Cylleneus + intertextuality
===========================

Once installed, the Cylleneus engine can be used in conjunction with the CLTK to perform queries programmatically via the search API. In this way, the engine can in fact be used to build NLP applications. One very simple and straightforward use of Cylleneus' lemma-based query functionality would be to try to find 'intertexts' -- passages of text that are lexically similar to, but not morphologically identical to, some source text.

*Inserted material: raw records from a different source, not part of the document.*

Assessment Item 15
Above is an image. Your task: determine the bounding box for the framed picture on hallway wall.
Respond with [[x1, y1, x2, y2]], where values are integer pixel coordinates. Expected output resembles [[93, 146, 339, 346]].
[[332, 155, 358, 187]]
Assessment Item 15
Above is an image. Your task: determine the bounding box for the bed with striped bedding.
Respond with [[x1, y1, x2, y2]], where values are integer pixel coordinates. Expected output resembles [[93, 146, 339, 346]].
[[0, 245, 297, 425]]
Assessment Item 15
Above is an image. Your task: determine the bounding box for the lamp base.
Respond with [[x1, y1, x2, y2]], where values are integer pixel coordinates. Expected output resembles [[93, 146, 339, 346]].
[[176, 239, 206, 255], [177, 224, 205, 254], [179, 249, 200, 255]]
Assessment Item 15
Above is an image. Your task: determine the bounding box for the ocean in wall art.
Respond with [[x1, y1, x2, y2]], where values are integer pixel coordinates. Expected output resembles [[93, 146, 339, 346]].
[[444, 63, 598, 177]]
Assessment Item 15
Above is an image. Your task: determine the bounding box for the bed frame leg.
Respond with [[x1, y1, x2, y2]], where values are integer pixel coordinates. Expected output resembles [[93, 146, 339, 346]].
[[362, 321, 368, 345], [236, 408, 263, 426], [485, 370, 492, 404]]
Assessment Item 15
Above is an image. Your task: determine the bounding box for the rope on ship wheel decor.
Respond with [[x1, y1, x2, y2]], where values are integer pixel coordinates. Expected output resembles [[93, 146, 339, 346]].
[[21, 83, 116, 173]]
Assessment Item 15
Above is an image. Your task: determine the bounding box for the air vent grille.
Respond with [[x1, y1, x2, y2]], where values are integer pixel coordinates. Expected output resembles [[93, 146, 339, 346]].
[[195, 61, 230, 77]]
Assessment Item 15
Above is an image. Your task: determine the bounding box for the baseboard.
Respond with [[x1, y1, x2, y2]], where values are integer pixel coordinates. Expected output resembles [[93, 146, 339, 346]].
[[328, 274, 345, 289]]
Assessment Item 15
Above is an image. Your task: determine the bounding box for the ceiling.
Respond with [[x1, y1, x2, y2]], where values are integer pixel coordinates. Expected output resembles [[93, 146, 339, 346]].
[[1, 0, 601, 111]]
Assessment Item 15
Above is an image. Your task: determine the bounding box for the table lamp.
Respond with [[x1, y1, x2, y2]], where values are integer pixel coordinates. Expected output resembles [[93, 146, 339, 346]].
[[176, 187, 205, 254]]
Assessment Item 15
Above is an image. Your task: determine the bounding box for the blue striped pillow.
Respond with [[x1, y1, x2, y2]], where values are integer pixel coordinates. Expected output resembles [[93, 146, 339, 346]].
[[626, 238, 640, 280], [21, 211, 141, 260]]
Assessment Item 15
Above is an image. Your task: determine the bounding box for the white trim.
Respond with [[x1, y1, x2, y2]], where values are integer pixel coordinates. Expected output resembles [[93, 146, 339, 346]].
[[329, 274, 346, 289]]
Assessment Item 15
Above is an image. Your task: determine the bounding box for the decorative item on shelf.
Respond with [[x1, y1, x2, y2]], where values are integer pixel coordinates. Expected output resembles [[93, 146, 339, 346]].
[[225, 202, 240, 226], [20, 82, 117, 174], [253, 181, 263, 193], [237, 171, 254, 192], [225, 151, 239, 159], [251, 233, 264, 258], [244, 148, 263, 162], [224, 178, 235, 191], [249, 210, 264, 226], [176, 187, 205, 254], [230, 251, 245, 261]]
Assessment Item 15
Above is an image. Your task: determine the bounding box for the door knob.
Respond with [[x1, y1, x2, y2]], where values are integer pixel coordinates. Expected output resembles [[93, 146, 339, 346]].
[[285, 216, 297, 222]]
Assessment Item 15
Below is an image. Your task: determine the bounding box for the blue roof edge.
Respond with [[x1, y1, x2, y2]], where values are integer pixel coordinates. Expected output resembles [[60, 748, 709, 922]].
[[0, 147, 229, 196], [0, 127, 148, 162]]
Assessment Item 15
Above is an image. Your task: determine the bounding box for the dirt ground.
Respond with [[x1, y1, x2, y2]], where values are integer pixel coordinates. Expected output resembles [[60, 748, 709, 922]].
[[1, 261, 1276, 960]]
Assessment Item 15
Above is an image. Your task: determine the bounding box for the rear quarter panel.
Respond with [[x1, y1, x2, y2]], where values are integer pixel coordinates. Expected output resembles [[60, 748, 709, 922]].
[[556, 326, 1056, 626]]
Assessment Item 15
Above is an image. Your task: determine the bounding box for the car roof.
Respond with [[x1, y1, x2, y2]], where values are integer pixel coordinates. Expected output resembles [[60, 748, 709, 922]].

Let's try it out.

First, set up the environment.

In [2]:
# Utility imports
from copy import copy
from pprint import pprint
from textwrap import wrap
import re

# Some standard CLTK imports
from cltk.stop.latin import STOPS_LIST
from cltk.tokenize.latin.word import WordTokenizer
STOPS_LIST += ['-que', '-ve', '-ne']

from cylleneus.corpus import Corpus
from cylleneus.search import Searcher, Collection

import multiwordnet

# Check MultiWordNet installation
for language in ["common", "english", "french", "hebrew", "italian", "latin", "spanish"]:
    if not multiwordnet.db.exists(language):
        multiwordnet.db.compile(language, verbose=False)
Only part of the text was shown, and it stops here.